All employers and commercial property owners ought to be aware of their obligations regarding asbestos. This is particularly relevant for owners and occupiers of agricultural premises where asbestos was a widely used insulating material, such as within compressed asbestos cement roof sheeting, cladding and building partitions.
The disturbance and disrepair of asbestos containing materials causes asbestos fibres to become airborne and inhaling these fibres can potentially cause fatal diseases. Certain diseases are caused by frequent and prolonged exposure to asbestos, however even short and low level exposure can lead to an individual contracting a fatal asbestos-related condition. Asbestos-related disease is said to be the greatest cause of occupational deaths in the country, causing the deaths in the UK of an estimated 5,000 people each year and around 20 tradesmen per week. The symptoms generally do not present themselves until decades after the asbestos exposure has occurred.
Over time a number of regulations have been introduced to protect both those working directly with asbestos and members of the general public. The Control of Asbestos Regulations 2012 was brought into force to upgrade and consolidate the existing legislation in this area. The key provisions of the regulations include:
- The regulations apply to every person who has an obligation in relation to the maintenance or repair of a non-domestic property. Every such person has an obligation to assess whether or not asbestos is or is likely to be on the premises. An up-to-date record of the location and condition of the asbestos containing materials should be kept, and the risk to those coming into contact with these materials should be assessed. A plan as to how such risks will be managed should then be put in place and regularly reviewed.
- High risk work involving asbestos must only be carried out by a licenced contractor. Examples of ‘high risk’ work include the removal of pipe lagging or roof sheeting where the material will be damaged or broken causing asbestos fibres to become airborne. All licenced work, and some categories of non-licenced work, must be reported to the relevant enforcing body (typically The Health and Safety Executive or local authority) in advance of the work commencing.

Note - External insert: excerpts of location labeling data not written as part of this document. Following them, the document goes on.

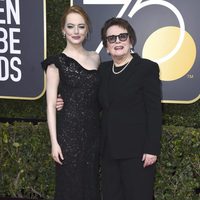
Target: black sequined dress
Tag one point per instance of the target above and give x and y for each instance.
(77, 130)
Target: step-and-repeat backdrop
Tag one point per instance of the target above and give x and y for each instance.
(167, 32)
(22, 48)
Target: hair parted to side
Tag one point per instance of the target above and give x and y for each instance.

- Any work involving asbestos, irrespective of whether it is being carried out by a licenced contractor, requires a risk assessment to be completed and implemented before it is carried out.

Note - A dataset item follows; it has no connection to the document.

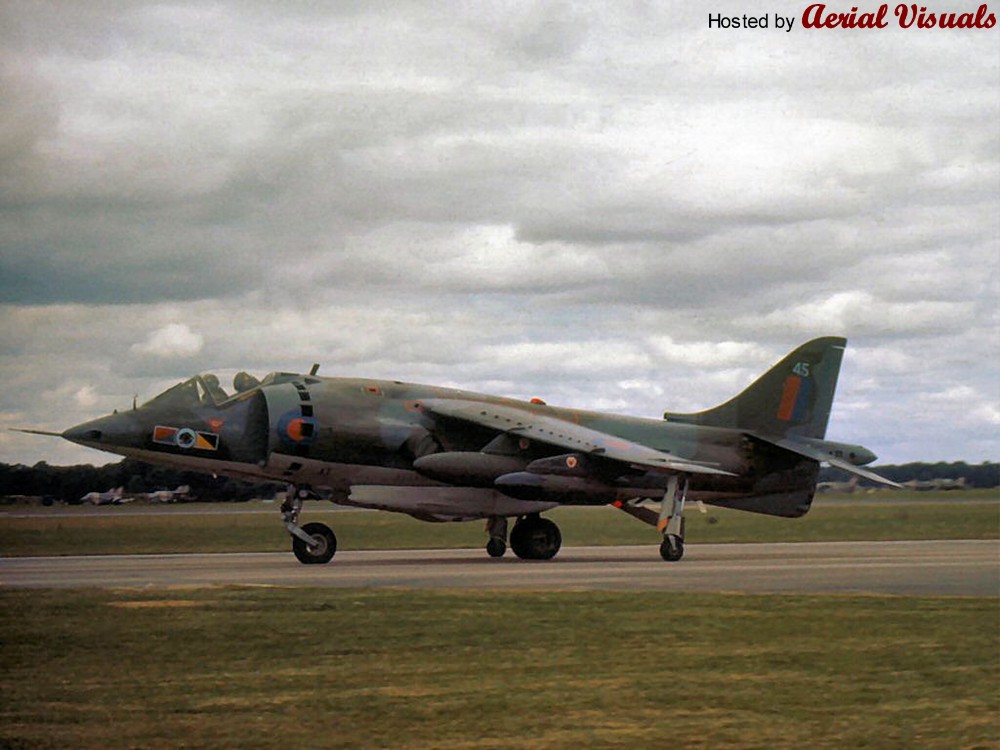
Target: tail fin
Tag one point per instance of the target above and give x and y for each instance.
(792, 398)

The consequences of failing to adhere to the regulations can result in criminal proceedings with the penalty being a fine or, in some cases, imprisonment. Recent examples of successful prosecutions following a breach of the regulations include a building contractor who ignored the contents of an asbestos survey and began demolition without having the asbestos removed in advance. He was sentenced to 24 weeks in prison. Companies which failed to repair/remove asbestos-containing materials that were in poor condition have recently been fined £65,000 and £150,000 respectively. Personal injury proceedings may also be instigated many years down the line if a person develops an asbestos-related condition through exposure to asbestos.